The Comcast-Time Warner Cable and AT&T-DirecTV deals are both undergoing regulatory review.
In disclosing the rejected bid on Wednesday, Time Warner and Fox indicated that their talks were over, but analysts do not expect Murdoch to give up. The offer was worth about US$86.30 a share based on Tuesday’s closing price.
If talks resume and a takeover succeeds, analysts see some possible consumer benefits.
A combination could accelerate the industry’s “TV Everywhere” push, in which traditional media companies make their channels available on the Internet as part of a TV subscription. It is the pay TV industry’s answer to the rise of streaming services such as Netflix, YouTube and Amazon.
The delay in making those channels available online has partly been licensing deals with content producers.
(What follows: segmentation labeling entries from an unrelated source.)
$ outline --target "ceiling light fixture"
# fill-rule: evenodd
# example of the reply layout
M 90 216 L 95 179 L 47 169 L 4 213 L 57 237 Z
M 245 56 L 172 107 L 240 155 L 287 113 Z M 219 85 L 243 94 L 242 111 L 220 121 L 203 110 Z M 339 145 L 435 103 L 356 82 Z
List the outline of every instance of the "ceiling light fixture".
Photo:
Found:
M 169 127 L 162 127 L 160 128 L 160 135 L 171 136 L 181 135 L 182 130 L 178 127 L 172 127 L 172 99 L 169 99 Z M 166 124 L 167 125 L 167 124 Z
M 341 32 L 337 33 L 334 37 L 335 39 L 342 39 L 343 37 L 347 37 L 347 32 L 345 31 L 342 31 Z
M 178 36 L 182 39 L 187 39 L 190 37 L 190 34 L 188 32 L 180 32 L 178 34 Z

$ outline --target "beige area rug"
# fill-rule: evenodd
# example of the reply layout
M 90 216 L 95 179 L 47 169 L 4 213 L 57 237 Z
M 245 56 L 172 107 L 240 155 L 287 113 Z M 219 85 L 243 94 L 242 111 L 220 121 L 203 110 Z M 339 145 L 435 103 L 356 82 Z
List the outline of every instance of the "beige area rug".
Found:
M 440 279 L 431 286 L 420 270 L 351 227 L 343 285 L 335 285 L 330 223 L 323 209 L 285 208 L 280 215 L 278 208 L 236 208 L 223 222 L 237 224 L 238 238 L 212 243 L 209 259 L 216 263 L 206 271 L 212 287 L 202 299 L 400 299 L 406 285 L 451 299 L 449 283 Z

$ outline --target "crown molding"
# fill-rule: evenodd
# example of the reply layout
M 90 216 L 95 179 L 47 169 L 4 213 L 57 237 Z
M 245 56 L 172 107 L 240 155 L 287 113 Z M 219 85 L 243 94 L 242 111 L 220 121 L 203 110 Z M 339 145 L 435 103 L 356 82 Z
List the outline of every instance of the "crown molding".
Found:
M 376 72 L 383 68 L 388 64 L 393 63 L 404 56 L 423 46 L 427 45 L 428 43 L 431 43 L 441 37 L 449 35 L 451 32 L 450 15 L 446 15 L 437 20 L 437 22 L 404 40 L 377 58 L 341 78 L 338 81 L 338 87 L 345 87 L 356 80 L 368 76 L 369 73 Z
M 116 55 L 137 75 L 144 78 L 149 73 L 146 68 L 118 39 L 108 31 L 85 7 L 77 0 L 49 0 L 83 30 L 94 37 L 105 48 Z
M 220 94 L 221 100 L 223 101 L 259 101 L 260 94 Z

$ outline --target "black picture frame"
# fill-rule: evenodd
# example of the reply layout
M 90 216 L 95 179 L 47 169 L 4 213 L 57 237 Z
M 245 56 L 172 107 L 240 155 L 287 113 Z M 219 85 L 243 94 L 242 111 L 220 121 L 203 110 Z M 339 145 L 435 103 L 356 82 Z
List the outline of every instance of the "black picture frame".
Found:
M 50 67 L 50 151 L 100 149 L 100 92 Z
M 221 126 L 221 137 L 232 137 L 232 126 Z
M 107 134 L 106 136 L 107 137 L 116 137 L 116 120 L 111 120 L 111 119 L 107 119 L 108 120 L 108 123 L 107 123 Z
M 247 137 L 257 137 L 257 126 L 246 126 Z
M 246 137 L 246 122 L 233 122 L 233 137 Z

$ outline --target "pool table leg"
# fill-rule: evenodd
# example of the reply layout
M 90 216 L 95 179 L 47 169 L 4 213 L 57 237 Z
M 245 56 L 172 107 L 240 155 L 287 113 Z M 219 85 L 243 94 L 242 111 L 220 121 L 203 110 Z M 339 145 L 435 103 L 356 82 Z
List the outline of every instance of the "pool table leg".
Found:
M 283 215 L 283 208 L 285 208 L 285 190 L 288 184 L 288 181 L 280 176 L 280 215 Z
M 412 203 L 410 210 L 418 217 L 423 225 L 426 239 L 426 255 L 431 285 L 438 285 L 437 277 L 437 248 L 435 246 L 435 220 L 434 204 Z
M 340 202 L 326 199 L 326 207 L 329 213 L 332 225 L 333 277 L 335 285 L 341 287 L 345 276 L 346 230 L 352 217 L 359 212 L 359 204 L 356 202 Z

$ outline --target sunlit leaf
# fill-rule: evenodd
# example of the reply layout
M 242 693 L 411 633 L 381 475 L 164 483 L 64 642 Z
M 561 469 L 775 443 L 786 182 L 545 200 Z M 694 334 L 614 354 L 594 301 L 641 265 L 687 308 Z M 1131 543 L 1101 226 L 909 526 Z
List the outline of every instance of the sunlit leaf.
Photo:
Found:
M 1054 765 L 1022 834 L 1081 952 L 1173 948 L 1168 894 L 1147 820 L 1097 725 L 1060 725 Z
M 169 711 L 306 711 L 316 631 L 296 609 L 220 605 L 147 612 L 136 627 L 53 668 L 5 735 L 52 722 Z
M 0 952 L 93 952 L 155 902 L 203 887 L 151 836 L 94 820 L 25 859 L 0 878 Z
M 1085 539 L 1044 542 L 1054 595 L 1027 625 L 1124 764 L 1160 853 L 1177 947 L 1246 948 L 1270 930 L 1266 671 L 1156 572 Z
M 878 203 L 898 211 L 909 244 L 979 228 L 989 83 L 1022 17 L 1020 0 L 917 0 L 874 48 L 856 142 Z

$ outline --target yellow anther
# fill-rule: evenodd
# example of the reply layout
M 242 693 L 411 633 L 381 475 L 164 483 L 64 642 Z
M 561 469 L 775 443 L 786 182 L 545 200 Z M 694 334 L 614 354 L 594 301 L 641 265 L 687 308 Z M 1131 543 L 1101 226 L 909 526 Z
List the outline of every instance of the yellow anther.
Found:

A unified company with an even larger suite of channels from TBS to FX could make such deals standard industry-wide. Apps modeled after Time Warner’s successful HBO Go could also be applied to more networks.
“A player with more scale would be able to work on that and make digital content offering more user-friendly to the consumer,” Nomura analyst Anthony DiClemente said.
With a North American box office market share of around 30 percent, a combined Warner Bros-20th Century Fox movie studio could push movie theater companies to shorten the time between when a movie hits theaters and when it is available for sale or rental through digital outlets like iTunes.
A shortened window helps studios spend less money on marketing because they would not have to advertise each time a movie becomes available on a different platform. Theater companies have pushed back, as earlier digital release times could cut into ticket sales.
“They would have a lot of ability to experiment with new release patterns for movies,” FBR Capital Markets analyst Barton Crockett said.
While there is no guarantee that the cost of sports rights would come down, a merger would reduce the number of bidders for the rights and allow a combined company to spread acquired content over more channels. For example, after Comcast bought NBCUniversal, it rebranded Comcast’s Versus channel as NBC Sports Network and used it to carry figure skating and hockey during the in Sochi Winter Olympics.
Fox could bolster its sports channel, Fox Sports One, by combining efforts with Time Warner’s TNT to recapture the rights to broadcast NBA basketball games when they expire in 2016. TNT currently shares those rights with The Walt Disney Co’s ESPN and ABC.
TNT also has rights to college basketball and professional golf, adding to Fox’s Major League Baseball and NASCAR racing.
“A combined portfolio of sports could better challenge ESPN,” DiClemente wrote in a research note.
To blunt the rise of streaming services like Netflix and Amazon Instant Video, a combined company would have more power to withhold content or demand steeper licensing fees.
That, in turn, could force streaming services to raise subscription prices.
Further consolidation puts more media voices under the control of one entity. That is why Fox, which operates the lucrative Fox News Channel, is willing to sell Time Warner’s CNN, according to one person familiar with the matter. That person spoke on condition of anonymity because that deal point was not officially made public.
It is unclear how regulators would view so many pay TV channels being owned by the same company.